Dem stimmt auch Harald Oberhofer, Sprecher der Plattform Registerforschung, im Gespräch mit dem Ö1 Mittagsjournal zu. Und er ergänzt: „Es geht um evidenzbasierte Politik. Wenn nun Reformen im Gesundheitssystem gemacht werden, kann es nicht sein, dass sich die Akteure selbst evaluieren.“

Gefragt wären jetzt Nachbesserungen im Gesetzesentwurf: „Wir sollten nicht noch einmal fünf Jahre warten, bis die nächste Chance kommt oder bis es von der EU verordnet wird.“ Auf EU-Ebene habe man nämlich erkannt, dass Europa bei der Digitalisierung gegenüber den USA zurückfalle. Während in den USA die großen Datensätze bei privaten Technologieunternehmen liegen, sind sie in Europa in öffentlicher Hand – ein Vorteil, der bei der Gesundheit genutzt werden soll, indem Daten zugänglich gemacht werden.

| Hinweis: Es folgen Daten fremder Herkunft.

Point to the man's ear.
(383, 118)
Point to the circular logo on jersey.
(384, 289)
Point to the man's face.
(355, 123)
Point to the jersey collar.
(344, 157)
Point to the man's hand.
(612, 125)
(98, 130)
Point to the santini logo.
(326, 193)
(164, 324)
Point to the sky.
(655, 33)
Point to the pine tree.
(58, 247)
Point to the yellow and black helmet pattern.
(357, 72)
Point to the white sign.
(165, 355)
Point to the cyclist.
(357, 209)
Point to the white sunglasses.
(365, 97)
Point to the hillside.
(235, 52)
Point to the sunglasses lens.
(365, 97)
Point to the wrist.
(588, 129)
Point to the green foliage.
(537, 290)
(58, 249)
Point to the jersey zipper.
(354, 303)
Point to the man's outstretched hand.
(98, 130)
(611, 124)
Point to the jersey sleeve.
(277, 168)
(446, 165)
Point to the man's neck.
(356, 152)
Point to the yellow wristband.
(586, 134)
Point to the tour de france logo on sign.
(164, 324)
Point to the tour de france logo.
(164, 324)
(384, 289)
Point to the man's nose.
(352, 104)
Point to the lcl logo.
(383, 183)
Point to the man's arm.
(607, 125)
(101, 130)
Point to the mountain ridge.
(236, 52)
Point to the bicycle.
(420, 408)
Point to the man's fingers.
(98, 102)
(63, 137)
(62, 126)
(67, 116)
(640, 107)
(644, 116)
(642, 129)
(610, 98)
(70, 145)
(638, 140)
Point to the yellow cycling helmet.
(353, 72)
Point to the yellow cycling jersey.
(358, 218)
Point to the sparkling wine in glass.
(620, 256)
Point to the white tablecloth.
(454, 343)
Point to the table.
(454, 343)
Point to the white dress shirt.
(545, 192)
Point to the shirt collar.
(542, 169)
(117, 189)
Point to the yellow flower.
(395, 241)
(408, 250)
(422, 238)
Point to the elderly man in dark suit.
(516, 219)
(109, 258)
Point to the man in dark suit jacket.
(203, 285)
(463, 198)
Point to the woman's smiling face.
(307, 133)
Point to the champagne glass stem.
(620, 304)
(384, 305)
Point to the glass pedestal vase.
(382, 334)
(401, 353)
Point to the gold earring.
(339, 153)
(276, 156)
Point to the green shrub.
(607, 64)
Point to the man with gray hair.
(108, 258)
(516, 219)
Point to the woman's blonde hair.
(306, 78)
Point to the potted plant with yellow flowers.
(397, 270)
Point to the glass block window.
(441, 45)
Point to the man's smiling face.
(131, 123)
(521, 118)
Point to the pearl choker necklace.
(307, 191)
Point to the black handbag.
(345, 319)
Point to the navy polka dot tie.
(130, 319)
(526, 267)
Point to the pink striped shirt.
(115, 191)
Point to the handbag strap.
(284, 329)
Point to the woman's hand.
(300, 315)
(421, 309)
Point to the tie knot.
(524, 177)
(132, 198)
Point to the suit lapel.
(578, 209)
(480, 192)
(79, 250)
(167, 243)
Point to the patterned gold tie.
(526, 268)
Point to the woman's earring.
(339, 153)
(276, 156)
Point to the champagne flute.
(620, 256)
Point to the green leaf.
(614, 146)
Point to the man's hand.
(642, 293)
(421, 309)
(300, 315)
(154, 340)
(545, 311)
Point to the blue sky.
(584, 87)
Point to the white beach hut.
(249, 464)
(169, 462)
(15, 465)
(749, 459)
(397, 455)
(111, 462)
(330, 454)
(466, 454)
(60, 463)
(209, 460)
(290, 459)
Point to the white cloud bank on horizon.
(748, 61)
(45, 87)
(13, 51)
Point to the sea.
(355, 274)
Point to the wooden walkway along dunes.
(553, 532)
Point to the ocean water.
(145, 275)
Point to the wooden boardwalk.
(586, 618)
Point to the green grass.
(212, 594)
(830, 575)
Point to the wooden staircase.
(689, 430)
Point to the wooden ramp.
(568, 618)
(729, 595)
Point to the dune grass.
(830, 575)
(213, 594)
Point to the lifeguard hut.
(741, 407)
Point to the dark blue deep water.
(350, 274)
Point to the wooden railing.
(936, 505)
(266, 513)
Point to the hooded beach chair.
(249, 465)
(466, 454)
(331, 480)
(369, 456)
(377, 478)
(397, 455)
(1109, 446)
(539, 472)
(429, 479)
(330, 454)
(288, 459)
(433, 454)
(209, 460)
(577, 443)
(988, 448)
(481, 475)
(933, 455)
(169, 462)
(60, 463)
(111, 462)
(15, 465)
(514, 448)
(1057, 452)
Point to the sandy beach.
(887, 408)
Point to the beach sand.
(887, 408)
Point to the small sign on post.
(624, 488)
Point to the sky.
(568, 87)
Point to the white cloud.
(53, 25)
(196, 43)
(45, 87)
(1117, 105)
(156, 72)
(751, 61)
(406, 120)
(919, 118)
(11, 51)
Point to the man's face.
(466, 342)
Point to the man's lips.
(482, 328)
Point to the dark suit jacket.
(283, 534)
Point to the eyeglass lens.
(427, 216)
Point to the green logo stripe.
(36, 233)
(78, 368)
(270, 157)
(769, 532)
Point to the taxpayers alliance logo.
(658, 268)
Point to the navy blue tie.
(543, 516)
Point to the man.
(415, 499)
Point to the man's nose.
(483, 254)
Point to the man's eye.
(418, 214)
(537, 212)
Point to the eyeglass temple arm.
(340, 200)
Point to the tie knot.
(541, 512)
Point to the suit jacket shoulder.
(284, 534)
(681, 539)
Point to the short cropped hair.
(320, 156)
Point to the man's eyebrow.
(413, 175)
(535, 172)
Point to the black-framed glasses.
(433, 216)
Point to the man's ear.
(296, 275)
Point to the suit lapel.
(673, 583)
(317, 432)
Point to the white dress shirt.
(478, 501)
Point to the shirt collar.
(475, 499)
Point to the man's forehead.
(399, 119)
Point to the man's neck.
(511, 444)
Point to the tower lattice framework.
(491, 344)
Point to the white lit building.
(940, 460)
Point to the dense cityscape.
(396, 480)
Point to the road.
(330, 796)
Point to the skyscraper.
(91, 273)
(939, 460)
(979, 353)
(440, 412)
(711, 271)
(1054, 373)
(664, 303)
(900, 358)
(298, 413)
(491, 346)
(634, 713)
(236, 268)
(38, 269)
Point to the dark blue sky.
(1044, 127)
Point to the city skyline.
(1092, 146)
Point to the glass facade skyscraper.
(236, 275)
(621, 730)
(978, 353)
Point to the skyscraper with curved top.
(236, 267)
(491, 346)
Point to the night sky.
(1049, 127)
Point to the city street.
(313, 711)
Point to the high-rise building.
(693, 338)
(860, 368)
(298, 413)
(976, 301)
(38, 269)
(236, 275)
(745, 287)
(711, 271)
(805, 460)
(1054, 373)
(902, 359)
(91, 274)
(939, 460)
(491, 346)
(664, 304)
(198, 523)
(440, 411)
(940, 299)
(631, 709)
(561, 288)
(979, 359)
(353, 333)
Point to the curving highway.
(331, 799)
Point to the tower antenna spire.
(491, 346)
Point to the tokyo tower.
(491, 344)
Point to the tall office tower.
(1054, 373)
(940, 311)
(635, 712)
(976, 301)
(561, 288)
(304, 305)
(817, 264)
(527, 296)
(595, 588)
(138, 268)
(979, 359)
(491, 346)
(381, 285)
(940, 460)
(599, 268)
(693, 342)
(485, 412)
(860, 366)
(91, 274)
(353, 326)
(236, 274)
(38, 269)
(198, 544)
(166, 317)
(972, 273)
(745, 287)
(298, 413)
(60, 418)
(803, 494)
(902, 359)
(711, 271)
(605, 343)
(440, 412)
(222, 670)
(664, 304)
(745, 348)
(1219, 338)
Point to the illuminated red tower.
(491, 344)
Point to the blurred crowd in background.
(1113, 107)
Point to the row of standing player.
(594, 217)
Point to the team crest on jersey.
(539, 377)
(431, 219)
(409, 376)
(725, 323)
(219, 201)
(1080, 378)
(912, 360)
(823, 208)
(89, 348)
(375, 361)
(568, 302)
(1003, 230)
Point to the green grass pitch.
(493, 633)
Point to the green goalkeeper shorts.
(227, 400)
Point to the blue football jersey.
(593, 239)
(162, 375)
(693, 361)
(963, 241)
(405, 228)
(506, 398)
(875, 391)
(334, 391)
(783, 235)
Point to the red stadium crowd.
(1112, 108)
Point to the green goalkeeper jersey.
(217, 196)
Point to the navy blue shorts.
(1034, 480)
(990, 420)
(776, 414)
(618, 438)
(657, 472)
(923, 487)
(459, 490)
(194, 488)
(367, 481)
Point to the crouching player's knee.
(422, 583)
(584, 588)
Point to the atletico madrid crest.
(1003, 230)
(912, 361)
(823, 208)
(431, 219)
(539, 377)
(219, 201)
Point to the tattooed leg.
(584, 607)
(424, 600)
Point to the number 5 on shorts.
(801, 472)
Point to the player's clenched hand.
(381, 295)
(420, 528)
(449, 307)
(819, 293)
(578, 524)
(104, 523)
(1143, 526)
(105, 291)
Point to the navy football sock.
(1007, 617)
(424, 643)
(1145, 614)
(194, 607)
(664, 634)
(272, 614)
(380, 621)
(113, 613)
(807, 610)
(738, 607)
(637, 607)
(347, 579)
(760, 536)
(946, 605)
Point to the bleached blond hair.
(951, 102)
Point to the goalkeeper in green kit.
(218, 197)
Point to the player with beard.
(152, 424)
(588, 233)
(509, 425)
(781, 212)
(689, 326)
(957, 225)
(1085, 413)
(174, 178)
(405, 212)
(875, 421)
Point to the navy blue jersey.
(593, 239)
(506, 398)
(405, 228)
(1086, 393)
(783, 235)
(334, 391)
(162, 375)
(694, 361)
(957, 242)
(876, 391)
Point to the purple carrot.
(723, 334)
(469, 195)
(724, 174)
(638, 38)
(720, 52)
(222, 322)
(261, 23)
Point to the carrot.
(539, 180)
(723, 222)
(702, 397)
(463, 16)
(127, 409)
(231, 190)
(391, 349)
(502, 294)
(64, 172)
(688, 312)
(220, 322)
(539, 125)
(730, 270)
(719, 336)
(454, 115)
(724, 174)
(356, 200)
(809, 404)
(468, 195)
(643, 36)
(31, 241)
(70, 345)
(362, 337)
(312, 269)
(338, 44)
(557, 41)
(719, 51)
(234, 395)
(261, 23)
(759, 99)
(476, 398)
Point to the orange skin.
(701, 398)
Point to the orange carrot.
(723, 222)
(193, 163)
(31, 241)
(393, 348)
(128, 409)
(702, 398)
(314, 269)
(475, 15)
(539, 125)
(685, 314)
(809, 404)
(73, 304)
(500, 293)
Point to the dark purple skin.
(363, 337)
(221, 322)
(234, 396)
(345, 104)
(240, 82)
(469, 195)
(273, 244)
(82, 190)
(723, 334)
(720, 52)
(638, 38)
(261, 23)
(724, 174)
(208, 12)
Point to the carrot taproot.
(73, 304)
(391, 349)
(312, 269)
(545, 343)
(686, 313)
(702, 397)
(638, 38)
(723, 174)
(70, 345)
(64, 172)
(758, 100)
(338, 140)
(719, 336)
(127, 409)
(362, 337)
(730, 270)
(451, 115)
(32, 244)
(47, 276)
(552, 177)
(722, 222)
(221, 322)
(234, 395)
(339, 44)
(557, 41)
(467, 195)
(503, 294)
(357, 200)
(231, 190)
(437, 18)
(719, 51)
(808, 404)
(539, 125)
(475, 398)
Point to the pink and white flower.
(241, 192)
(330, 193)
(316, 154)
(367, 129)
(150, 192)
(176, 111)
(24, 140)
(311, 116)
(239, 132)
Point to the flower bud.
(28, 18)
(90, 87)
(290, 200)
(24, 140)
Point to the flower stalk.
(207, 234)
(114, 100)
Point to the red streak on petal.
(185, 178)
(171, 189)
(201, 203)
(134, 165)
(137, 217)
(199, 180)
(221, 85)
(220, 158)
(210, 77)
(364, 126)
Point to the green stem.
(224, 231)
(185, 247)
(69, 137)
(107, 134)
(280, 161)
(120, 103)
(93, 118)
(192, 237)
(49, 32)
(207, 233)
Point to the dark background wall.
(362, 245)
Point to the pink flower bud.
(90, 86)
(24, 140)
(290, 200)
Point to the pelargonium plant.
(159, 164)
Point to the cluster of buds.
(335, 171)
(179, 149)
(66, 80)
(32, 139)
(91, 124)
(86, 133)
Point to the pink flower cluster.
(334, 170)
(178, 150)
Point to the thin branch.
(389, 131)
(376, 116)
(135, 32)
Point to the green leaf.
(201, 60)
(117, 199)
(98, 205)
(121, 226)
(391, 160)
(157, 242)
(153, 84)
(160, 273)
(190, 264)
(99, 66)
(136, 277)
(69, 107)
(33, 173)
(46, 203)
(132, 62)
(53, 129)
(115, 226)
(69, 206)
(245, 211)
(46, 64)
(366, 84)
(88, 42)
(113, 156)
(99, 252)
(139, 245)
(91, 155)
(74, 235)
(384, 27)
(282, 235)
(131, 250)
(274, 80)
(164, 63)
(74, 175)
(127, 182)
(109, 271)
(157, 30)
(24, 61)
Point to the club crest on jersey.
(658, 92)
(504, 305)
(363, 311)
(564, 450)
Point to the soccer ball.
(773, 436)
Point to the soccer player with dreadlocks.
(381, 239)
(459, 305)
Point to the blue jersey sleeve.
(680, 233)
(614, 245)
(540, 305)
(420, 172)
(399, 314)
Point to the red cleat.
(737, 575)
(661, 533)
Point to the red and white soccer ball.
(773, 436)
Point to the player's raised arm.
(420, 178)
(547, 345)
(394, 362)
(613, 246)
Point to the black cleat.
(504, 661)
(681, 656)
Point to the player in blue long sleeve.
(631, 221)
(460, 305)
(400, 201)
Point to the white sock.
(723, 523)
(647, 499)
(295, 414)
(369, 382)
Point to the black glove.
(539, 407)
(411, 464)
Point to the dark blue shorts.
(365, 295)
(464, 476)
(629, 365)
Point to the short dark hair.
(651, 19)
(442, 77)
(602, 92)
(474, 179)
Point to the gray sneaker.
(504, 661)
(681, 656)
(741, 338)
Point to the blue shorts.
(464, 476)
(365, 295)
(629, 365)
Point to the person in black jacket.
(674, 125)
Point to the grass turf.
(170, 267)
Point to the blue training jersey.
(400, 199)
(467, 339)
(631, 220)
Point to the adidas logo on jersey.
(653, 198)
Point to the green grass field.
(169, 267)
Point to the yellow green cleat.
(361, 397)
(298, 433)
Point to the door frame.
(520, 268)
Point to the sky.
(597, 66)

Seitens des Gesundheitsministeriums bestätigt man auf Anfrage von Ö1, dass derzeit nicht daran gedacht ist, für Forschungsprojekte einen Zugang zur geplanten Datenplattform zu öffnen. In Zukunft sei ein solcher Schritt möglich, genaues Datum wird in der Stellungnahme nicht genannt. Ein Zugang für die Forschung – unter Wahrung strenger datenschutzrechtlicher Standards – sei in der kürzlich vorgestellten eHealth-Strategie verankert. Beim Dachverband der Sozialversicherungsträger sieht man großen Nutzen in der Forschung mit Gesundheitsdaten für das Gesundheitssystem, wird sie aber vorerst weiterhin nur für einzelne Projekte zur Verfügung stellen.